It’s important to remember that IronPython relies on DLR to perform just about every task that IronPython executes. Therefore, you already have access to a certain level of DLR, even if you don’t install anything or do anything special. In fact, you’re using DLR in the background every time you use IronPython. However, you’re using DLR without really knowing it exists and without understanding what DLR itself can do for your application. So while you can use the direct approach to DLR, it can prove frustrating and less than friendly.

In order to truly understand DLR, you at least need documentation. Better yet, you can download the entire DLR package and begin to understand the true impact of this product. If nothing else, spend some time viewing the available components at http://www.codeplex.com/dlr. The following sections describe various methods of gaining access to DLR so you can use it to perform some custom tasks.

Using the Direct Method

The direct method is the easiest way to obtain the benefits of DLR, but it’s also the most limited. You simply add a reference to the IronPython.DLL file located in the Program FilesIronPython 2.6 folder of your hard drive. This technique works fine for embedding IronPython scripts in your C# or Visual Basic.NET application. In fact, you gain access to the following classes:

  • IronPython
  • IronPython.Compiler
  • IronPython.Compiler.Ast
  • IronPython.Hosting
  • IronPython.Modules
  • IronPython.Runtime
  • IronPython.Runtime.Binding
  • IronPython.Runtime.Exceptions
  • IronPython.Runtime.Operations
  • IronPython.Runtime.Types

For many developers, this is all the DLR support you need, especially if your application only requires cross-language support through the Hosting APIs. (You’ll still want to download the documentation that’s available on the main DLR Web site — the section “Downloading the Documentation” later in this chapter explains how to perform this task.) The following steps describe how to add the required reference to gain access to these classes.

  1. Create the .NET project.
  2. Right-click References in Solution Explorer and choose Add Reference from the context menu. You see the Add Reference dialog box.
  3. Select the Browse tab and locate the IronPython.DLL file, as shown in Figure 14-1.
  4. Click OK. Visual Studio adds the required reference to your project.
Add the IronPython.DLL file to your project.
Figure 14-1: Add the IronPython.DLL file to your project.
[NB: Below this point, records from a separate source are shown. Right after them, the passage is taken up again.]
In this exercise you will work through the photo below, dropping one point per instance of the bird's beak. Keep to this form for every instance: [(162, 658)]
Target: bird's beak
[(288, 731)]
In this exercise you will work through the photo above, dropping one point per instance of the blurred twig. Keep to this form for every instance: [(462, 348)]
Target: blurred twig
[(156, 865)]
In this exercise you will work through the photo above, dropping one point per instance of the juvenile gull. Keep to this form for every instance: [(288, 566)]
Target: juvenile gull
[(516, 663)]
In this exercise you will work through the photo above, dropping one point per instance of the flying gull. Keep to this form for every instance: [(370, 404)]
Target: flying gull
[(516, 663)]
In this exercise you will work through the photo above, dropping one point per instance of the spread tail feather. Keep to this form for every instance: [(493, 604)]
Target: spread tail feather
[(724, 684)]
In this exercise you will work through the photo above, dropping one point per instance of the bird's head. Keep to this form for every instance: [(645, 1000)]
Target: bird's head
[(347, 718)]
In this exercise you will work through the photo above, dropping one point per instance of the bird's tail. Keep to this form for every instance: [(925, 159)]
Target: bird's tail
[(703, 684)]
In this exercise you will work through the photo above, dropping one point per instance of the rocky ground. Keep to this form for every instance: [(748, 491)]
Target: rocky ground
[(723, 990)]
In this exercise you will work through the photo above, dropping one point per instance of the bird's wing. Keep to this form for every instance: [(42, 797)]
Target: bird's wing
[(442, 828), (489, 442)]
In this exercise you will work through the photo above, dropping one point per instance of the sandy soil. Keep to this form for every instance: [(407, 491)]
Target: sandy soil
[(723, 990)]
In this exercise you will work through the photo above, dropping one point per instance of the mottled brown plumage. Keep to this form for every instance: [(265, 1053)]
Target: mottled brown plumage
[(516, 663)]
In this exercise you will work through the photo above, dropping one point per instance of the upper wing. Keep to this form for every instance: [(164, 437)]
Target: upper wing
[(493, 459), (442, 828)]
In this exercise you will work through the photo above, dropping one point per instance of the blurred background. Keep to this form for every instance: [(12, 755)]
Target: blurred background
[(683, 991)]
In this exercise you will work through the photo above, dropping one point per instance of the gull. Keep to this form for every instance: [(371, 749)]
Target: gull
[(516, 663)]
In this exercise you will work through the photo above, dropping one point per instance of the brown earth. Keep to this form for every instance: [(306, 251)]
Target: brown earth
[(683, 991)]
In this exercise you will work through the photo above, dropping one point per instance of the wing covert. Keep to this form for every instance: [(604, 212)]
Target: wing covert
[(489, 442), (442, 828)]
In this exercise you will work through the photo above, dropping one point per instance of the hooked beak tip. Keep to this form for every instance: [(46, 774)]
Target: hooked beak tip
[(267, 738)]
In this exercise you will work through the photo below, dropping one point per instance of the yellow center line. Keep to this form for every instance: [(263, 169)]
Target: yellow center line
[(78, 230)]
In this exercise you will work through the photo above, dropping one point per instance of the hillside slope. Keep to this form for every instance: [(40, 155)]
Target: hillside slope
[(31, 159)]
You make use of IronPython.DLL as you would any other .NET assembly. Simply add the required use or Imports statement to your code. The examples throughout the book tell you about these requirements for the individual example.

Downloading the Full DLR

If you really want to experience DLR, you need the complete package. The full DLR consists of a number of components and even the source code weighs in at a hefty 10.5 MB.

Before you begin the download, check out the release notes at http://dlr.codeplex.com/ wikipage?title=0.92_release_notes for additional information about DLR. For example, you might decide to get an IronPython- or IronRuby-specific download. The full release includes both language products (which can be helpful, even if you use only one of them).

You obtain the full DLR from http://dlr.codeplex.com/Release/ProjectReleases .aspx?ReleaseId=34834. When you click the DLR-0.92-Src.zip link, you see a licensing dialog box. Click I Agree to begin the download process.

After the download completes, extract the resulting DLR-0.92-Src.ZIP file into its own folder. The resulting Codeplex-DLR-0.92 folder contains the following items.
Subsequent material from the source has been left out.